I thought about adding this one to my links of the week, but this is a little more important than just a breif mention. If you are not familiar with Archive.org, it is a web site that retains and makes public snapshots of every website at various points in time. Go ahead check out the original version of Extreme Web Works (please do not laugh though). It is great to see how far I have come, but I do not know if I really want to remember this time in my career.

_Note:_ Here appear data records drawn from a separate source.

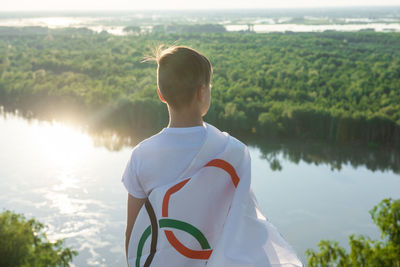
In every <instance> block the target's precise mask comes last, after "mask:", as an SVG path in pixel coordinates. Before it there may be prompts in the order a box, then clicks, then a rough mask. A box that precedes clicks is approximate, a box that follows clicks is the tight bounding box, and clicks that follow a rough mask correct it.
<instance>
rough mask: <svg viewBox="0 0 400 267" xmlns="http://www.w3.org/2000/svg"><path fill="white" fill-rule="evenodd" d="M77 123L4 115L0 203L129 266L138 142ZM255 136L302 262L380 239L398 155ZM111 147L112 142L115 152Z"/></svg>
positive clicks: (261, 201)
mask: <svg viewBox="0 0 400 267" xmlns="http://www.w3.org/2000/svg"><path fill="white" fill-rule="evenodd" d="M119 141H120V138H119V137H118V136H117V135H115V134H109V135H107V136H103V137H98V136H97V137H92V136H90V135H88V134H87V133H85V132H84V131H82V130H80V129H79V128H78V127H76V126H73V125H67V124H63V123H61V122H52V123H50V122H45V121H39V120H36V119H29V120H28V119H25V118H22V117H19V116H17V115H15V114H10V113H3V114H2V115H1V116H0V148H1V153H0V208H1V209H2V210H4V209H9V210H13V211H15V212H18V213H24V214H25V216H26V217H28V218H30V217H35V218H37V219H38V220H40V221H42V222H43V223H45V224H46V225H47V231H48V236H49V238H50V239H51V240H55V239H58V238H66V239H67V242H66V244H67V245H68V246H71V247H73V248H74V249H76V250H77V251H78V252H79V255H78V256H77V257H75V258H74V261H73V263H74V266H125V265H124V241H123V240H124V228H125V213H126V211H125V209H126V198H127V192H126V191H125V189H124V187H123V185H122V183H121V182H120V180H121V175H122V172H123V170H124V167H125V165H126V163H127V160H128V158H129V156H130V153H131V151H132V146H133V144H126V145H123V146H113V143H119ZM264 141H265V142H260V141H255V140H250V141H245V142H246V143H248V144H249V148H250V153H251V158H252V188H253V190H254V192H255V194H256V197H257V199H258V201H259V205H260V207H261V209H262V211H263V213H264V214H265V215H266V216H267V217H268V219H269V220H270V221H271V222H272V223H273V224H274V225H275V226H276V227H277V228H278V230H279V231H280V232H281V233H282V235H283V236H284V237H285V238H286V239H287V240H288V241H289V243H290V244H292V246H293V247H294V248H295V250H296V251H297V252H298V254H299V256H301V257H302V259H303V260H304V259H305V257H304V251H305V250H306V249H307V248H316V245H317V243H318V242H319V240H321V239H331V240H337V241H339V242H340V244H341V245H343V246H345V247H346V246H347V237H348V235H350V234H353V233H355V234H365V235H368V236H370V237H371V238H379V232H378V229H377V227H376V226H375V225H374V224H373V222H372V220H371V218H370V215H369V213H368V211H369V210H370V209H371V208H372V207H373V206H374V205H376V204H377V203H378V202H379V201H381V200H382V199H383V198H388V197H391V198H400V175H399V166H400V165H399V154H398V153H397V152H390V151H381V150H379V151H370V150H362V149H361V150H360V149H355V148H354V149H353V148H346V147H344V146H343V147H340V146H339V147H338V146H323V145H318V144H313V143H304V142H300V143H293V144H281V143H279V142H277V141H274V142H268V140H264ZM110 148H114V149H110Z"/></svg>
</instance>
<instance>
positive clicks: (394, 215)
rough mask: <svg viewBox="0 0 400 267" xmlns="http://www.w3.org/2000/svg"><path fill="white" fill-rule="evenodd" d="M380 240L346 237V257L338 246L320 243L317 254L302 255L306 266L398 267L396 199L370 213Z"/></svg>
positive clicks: (313, 252) (314, 252)
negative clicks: (375, 266)
mask: <svg viewBox="0 0 400 267" xmlns="http://www.w3.org/2000/svg"><path fill="white" fill-rule="evenodd" d="M370 214H371V217H372V220H373V221H374V223H375V224H376V225H377V226H378V227H379V229H380V231H381V238H382V240H371V239H370V238H368V237H364V236H362V235H360V236H358V237H355V236H354V235H351V236H350V237H349V244H350V253H347V252H346V250H345V249H344V248H342V247H340V246H339V245H338V242H332V241H328V240H322V241H321V242H320V243H319V244H318V247H319V250H320V251H319V252H315V251H314V250H312V249H308V250H307V251H306V255H307V257H308V266H310V267H313V266H343V267H347V266H349V267H350V266H354V267H358V266H395V267H399V266H400V257H399V255H400V199H398V200H392V199H384V200H382V201H381V202H380V203H379V204H378V205H377V206H375V207H374V208H373V209H372V210H371V211H370Z"/></svg>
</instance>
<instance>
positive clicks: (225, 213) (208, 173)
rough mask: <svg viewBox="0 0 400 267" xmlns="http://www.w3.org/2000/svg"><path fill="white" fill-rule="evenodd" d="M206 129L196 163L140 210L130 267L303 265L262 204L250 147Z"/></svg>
mask: <svg viewBox="0 0 400 267" xmlns="http://www.w3.org/2000/svg"><path fill="white" fill-rule="evenodd" d="M205 125H206V128H207V136H206V140H205V142H204V144H203V145H202V147H201V149H200V151H199V153H198V154H197V156H196V157H195V159H194V160H193V162H192V163H191V164H190V165H189V166H188V168H187V169H186V171H185V172H184V173H183V174H182V175H181V177H180V178H178V179H177V181H176V182H174V183H172V184H168V185H165V186H162V187H159V188H155V189H153V191H152V192H151V193H150V195H149V197H148V200H147V202H146V204H145V206H144V207H143V208H142V209H141V210H140V212H139V214H138V217H137V219H136V222H135V225H134V228H133V230H132V234H131V237H130V241H129V248H128V264H129V266H130V267H143V266H174V267H178V266H189V267H191V266H193V267H197V266H209V267H224V266H226V267H267V266H302V263H301V262H300V260H299V259H298V257H297V255H296V253H295V252H294V250H293V249H292V248H291V247H290V245H289V244H288V243H287V242H286V240H285V239H284V238H283V237H282V236H281V235H280V234H279V232H278V231H277V229H276V228H275V227H274V226H273V225H272V224H270V223H269V222H268V221H267V220H266V219H265V217H264V216H263V215H262V214H261V212H260V211H259V209H258V207H257V203H256V199H255V196H254V194H253V193H252V191H251V189H250V180H251V168H250V155H249V153H248V150H247V147H246V146H245V145H244V144H243V143H241V142H240V141H238V140H237V139H235V138H233V137H231V136H229V135H228V134H227V133H222V132H220V131H219V130H218V129H216V128H215V127H213V126H212V125H210V124H205ZM221 142H223V144H225V145H224V149H223V151H215V149H216V147H221V146H220V145H219V146H217V145H216V144H221Z"/></svg>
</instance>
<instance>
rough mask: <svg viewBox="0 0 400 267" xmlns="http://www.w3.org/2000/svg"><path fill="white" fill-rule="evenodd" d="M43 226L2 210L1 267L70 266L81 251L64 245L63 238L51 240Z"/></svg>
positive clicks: (33, 220) (35, 221)
mask: <svg viewBox="0 0 400 267" xmlns="http://www.w3.org/2000/svg"><path fill="white" fill-rule="evenodd" d="M43 230H44V225H43V224H42V223H40V222H38V221H37V220H35V219H30V220H27V219H25V217H24V216H23V215H22V214H16V213H14V212H11V211H4V212H2V213H0V240H1V242H0V266H9V267H14V266H21V267H24V266H30V267H35V266H70V265H69V263H70V262H71V261H72V258H73V257H74V256H76V255H77V254H78V253H77V252H76V251H74V250H72V249H70V248H64V247H63V246H64V240H57V241H56V242H55V243H51V242H50V241H49V240H48V239H47V236H46V233H45V232H44V231H43Z"/></svg>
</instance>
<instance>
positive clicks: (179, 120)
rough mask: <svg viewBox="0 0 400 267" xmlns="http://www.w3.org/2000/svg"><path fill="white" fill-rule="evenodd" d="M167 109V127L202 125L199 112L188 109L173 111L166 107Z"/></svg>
mask: <svg viewBox="0 0 400 267" xmlns="http://www.w3.org/2000/svg"><path fill="white" fill-rule="evenodd" d="M168 111H169V124H168V127H174V128H175V127H194V126H202V125H203V118H202V116H201V115H200V114H199V112H196V111H190V110H181V111H175V110H172V109H168Z"/></svg>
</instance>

Sites like Archive.org, Google.com and Live.com all utilize spiders to run through sites and retrieve content that users can then spider. For traditional search engines it provides the loss leader that attracts you to their site to view and hopefully click the contextual ads they display. In return, those lucky enough to be on the first page of results get extra traffic. For Archive.org it is the loss leader to get you to the site, for what type of revenue I am not very sure. These sites actually store the content to be indexed, in Archive.org's case they keep a lasting record of the content and republish it. I believe traditional search engines would purge the data after a while because they always want the freshest data.

Recently a Colorado woman decided to sue Archive.org for spidering her site. Archive.org gat all but one of her charges for breach of contract. Evidently the woman posted on her site that no one could spider her content and the judge has granted a hearing on the charge.

Archive.org should have no problem winning the case, at least you would hope not. Judges do have a serious history of not understanding technology and ruling against logic, protocols and standards. In this case it should be pretty cut and dry. All Internet spiders, at least for good guys sites like Archive.org, obey a protocol for the robots.txt file. This protocol has been around as long as I can remember and basically allows a site owner to tell the spiders what they can and cannot read. If this woman did not want her site spidered she could have simply defined her robots.txt file to say so and all the spiders would have left her alone. She did not and still has not and if you read her site you will see she obviously does not get it. The protocol even allows for you to define rules by spider.

The reality is that most site owners do not know or care about this public standard and generally omit this little file. It is not the only standard rule of the web that your typical site owner omits, there are literally 1000's of little things every site owner needs to be aware of to operate successfully on the web. I generally do not create robots.txt files for my sites, unless I need to block something from a spider, mostly because I want all the content of all my sites spidered.

If the judge is worth their seat they will rule against this woman and let the Internet continue to thrive.